Now consider how one might defend the policy against these objections. One might say that it is permissible for the institution to require that faculty perform their institutional duties. The religiously-motivated ignoramus and bigot, as well as the politically-motivated person seeking the violent overthrow of the university president (but perhaps not the one seeking the overthrow of the president of the U.S.) are unwilling ot perform their institutional duties. However, if this route is taken, then the policy is trivialized to a significant degree. For instance the conservative Christian school can simply (and sincerely) say that it is one of the duties of the faculty member to model, for the benefit of the students, the Christian sexual morals that its denomination believes in.
A different defense would be to say that some behaviors, like discriminating against gay colleagues, are so unnatural that they are not a “natural” expression of anything, not even of something as unnatural as being a Westboro Baptist. However, if one takes this route, then it once again becomes a philosophically substantive question whether schools that prohibit homosexual conduct are violating the policy–and it was the point of the policy to decide that question. For the opponent of same-sex sexual activity can equally say that same-sex sexual activity is unnatural, and hence not a “natural” expression of anything.

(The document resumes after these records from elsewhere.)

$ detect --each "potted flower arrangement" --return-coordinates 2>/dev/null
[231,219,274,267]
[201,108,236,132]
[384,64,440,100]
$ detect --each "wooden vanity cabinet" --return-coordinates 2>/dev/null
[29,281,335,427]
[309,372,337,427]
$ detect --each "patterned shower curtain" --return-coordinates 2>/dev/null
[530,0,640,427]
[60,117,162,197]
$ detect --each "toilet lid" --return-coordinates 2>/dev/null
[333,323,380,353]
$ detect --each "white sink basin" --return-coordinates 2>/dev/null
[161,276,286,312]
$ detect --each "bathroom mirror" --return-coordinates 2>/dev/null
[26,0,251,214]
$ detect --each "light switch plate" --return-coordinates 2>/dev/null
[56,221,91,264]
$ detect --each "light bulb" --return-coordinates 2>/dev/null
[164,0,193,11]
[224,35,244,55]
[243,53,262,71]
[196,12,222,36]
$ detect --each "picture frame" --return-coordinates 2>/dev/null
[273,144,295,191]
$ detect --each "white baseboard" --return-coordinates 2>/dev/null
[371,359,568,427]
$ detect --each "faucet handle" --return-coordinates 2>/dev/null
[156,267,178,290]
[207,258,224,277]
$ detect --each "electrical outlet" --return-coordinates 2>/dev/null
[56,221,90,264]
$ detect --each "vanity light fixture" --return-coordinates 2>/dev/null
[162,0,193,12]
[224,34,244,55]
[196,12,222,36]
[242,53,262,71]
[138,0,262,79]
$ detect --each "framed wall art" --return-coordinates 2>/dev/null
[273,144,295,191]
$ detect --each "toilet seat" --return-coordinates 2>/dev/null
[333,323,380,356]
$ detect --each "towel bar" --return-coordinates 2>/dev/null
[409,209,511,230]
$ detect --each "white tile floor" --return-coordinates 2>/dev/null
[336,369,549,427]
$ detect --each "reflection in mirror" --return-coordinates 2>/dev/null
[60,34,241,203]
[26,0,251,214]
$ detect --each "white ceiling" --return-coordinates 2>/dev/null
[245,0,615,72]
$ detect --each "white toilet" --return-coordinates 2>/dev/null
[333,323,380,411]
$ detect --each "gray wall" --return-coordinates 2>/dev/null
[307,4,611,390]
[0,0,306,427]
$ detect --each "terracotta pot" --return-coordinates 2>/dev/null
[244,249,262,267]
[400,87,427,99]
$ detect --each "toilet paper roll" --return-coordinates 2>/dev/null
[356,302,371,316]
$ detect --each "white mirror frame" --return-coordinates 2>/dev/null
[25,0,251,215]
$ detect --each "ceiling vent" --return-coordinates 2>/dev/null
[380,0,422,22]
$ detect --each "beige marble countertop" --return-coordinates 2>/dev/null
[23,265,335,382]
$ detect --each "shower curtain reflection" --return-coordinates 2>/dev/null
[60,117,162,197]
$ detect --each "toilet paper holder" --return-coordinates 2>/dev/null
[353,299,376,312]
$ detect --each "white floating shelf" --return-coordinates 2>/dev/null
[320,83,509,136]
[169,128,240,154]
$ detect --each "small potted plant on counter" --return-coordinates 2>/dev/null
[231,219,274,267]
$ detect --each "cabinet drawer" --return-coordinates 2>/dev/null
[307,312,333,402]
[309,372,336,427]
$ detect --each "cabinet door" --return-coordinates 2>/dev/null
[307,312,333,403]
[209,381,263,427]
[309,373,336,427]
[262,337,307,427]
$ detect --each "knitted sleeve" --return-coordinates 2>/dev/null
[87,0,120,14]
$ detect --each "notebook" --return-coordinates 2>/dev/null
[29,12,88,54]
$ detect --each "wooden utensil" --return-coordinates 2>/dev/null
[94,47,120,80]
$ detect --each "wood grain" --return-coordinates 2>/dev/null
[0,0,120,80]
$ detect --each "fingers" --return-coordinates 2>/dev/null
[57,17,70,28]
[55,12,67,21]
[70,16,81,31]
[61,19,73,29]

Here’s another way of looking at the argument (I am grateful to a correspondent for this). We have a dilemma. Discrimination either is defined by negative differential impact or by unjustified negative differential impact. If it is defined by negative differential impact, then all the counterexamples above apply–in all my examples, refusing to hire the weirdo is discrimination on the grounds of something integrally connected with a listed status. If it is defined by unjustified negative differential impact, then the substantive questions that the policy was supposed to settle are unsettled, because it is a substantive question whether refusing to hire persons who have sex with persons of their own sex is unjustified.